This means that if you're expecting jumbo frames or even super jumbo frames to
pass your line, then you will need to enable support for that with the help of
this option. However, this has the disadvantage of a performance regression and
a bigger memory footprint for the ring buffer.
.PP
.SS -R, --rfraw
In case the output networking device is a wireless device, it is possible with
trafgen to turn this into monitor mode and create a mon<X> device that trafgen
will be transmitting on instead of wlan<X>, for instance. This enables trafgen
to inject raw 802.11 frames.
.PP
.SS -s <ipv4>, --smoke-test <ipv4>
In case this option is enabled, trafgen will perform a smoke test. In other
words, it will probe the remote end, specified by an <ipv4> address, that is
being ''attacked'' with trafgen network traffic, if it is still alive and
responsive. That means, after each transmitted packet that has been configured,
trafgen sends out ICMP echo requests and waits for an answer before it continues.
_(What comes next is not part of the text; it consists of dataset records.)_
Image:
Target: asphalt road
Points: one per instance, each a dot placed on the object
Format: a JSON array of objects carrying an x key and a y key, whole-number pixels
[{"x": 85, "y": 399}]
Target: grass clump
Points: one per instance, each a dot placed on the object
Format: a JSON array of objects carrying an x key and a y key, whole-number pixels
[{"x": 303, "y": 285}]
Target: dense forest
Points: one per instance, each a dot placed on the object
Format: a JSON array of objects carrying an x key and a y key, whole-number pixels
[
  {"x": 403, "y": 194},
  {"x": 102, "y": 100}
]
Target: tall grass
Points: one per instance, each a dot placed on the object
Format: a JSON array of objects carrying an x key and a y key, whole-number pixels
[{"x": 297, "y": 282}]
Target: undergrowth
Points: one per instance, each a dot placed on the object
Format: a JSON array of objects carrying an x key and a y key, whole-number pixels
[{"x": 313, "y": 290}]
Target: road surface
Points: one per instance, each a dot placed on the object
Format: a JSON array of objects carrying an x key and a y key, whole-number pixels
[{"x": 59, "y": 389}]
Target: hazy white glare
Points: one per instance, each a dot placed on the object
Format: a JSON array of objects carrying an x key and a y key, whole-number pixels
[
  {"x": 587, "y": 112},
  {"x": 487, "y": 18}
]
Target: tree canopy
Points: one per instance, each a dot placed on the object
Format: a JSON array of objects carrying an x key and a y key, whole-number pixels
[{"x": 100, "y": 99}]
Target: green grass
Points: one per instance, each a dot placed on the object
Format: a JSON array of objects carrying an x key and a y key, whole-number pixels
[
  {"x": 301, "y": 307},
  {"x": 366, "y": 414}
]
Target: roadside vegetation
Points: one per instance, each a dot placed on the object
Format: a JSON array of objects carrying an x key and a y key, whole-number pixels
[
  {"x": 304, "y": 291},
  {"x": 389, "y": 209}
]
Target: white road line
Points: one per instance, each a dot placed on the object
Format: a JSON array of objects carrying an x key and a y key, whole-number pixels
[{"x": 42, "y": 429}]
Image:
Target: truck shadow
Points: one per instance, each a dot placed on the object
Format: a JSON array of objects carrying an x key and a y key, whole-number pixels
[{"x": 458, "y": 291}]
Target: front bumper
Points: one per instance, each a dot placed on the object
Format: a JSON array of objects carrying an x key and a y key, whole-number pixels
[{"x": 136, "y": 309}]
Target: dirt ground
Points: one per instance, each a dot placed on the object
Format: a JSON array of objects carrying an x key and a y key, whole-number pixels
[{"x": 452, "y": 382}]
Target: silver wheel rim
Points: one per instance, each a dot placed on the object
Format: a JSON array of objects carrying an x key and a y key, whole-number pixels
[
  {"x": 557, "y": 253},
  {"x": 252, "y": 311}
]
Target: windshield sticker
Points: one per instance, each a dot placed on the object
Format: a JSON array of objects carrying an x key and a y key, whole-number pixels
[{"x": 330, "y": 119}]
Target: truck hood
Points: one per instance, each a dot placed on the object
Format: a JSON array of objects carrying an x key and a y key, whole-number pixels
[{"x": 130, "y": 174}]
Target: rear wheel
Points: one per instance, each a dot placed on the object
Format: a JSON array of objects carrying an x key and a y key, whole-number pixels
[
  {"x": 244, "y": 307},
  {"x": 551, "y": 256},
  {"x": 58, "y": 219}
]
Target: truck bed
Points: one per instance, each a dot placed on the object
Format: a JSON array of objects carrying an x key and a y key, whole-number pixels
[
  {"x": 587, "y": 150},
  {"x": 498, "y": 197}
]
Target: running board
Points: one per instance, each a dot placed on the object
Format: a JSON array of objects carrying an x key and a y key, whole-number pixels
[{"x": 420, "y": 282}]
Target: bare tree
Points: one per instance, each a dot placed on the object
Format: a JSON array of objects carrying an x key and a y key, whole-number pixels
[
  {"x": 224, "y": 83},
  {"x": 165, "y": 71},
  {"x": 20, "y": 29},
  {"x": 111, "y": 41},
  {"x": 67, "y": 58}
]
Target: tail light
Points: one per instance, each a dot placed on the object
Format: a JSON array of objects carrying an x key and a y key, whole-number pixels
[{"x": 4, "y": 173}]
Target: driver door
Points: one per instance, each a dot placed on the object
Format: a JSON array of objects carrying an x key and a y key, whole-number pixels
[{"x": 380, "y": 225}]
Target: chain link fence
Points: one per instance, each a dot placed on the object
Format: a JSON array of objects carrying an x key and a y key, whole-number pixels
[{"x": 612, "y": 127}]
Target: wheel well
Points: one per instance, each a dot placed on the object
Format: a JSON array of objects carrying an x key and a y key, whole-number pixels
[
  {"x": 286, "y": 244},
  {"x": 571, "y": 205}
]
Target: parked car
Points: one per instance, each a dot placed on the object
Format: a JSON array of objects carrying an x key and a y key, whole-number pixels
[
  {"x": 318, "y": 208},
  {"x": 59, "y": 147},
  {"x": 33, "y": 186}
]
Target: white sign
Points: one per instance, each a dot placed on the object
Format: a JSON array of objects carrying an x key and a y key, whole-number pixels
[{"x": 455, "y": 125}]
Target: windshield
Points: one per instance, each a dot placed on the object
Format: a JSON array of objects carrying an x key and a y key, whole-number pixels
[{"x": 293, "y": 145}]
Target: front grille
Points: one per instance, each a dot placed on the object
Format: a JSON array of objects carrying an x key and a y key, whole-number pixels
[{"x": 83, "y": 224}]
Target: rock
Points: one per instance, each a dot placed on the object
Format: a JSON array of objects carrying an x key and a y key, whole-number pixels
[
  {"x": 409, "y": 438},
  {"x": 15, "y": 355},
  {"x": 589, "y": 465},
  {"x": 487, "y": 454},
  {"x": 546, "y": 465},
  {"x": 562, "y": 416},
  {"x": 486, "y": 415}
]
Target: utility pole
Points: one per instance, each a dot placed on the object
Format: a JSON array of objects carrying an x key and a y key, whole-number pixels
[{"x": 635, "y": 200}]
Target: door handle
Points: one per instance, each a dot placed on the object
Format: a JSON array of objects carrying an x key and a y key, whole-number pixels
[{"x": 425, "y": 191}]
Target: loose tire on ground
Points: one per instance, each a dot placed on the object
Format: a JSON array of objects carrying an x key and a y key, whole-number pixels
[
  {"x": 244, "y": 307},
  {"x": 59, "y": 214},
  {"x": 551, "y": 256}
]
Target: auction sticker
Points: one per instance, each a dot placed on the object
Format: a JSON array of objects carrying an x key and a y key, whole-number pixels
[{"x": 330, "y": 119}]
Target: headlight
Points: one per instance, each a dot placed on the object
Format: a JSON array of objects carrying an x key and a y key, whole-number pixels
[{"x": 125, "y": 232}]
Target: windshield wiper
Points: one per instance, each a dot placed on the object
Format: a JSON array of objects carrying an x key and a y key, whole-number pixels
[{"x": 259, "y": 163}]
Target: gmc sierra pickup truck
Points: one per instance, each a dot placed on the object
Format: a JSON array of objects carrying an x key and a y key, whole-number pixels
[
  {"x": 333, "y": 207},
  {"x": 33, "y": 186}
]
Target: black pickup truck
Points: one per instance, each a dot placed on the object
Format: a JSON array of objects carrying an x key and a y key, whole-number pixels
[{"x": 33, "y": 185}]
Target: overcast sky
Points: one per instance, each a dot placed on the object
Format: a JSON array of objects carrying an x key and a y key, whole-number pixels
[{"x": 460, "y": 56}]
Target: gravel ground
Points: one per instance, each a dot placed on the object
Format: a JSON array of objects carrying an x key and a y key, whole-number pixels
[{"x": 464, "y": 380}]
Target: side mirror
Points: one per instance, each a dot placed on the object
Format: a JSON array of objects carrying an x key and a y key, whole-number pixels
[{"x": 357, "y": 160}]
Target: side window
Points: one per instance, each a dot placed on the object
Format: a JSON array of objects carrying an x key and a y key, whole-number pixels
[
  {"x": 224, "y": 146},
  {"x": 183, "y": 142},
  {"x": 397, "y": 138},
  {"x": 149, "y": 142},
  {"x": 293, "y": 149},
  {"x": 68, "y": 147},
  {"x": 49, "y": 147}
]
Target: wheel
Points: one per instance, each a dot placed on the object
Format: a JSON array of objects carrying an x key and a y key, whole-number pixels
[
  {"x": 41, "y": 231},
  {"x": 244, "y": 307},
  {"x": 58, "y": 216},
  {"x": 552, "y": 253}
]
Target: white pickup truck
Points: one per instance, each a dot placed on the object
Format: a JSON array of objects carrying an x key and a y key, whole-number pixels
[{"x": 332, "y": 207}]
In case the remote end stays unresponsive, trafgen assumes that the machine
has crashed and will print out the content of the last packet as a trafgen
packet configuration and the random seed that has been used in order to
reproduce a possible bug. This might be useful when testing proprietary embedded
devices. It is recommended to have a direct link between the host running
trafgen and the host being attacked by trafgen.
.PP
.SS -n <0|uint>, --num <0|uint>
Process a number of packets and then exit. If the number of packets is 0, then
this is equivalent to infinite packets resp. processing until interrupted.
Otherwise, a number given as an unsigned integer will limit processing.
.PP
.SS -r, --rand
Randomize the packet selection of the configuration file. By default, if more
than one packet is defined in a packet configuration, packets are scheduled for
transmission in a round robin fashion. With this option, they are selected
randomly instread.
.PP
.SS -P <uint>, --cpus <uint>
Specify the number of processes trafgen shall fork(2) off. By default trafgen
will start as many processes as CPUs that are online and pin them to each,
respectively. Allowed value must be within interval [1,CPUs].
.PP
.SS -t <time>, --gap <time>
Specify a static inter-packet timegap in seconds, milliseconds, microseconds,
or nanoseconds: ''<num>s/ms/us/ns''. If no postfix is given default to
microseconds. If this option is given, then instead of packet(7)'s TX_RING
interface, trafgen will use sendto(2) I/O for network packets, even if the
<time> argument is 0. This option is useful for a couple of reasons: i)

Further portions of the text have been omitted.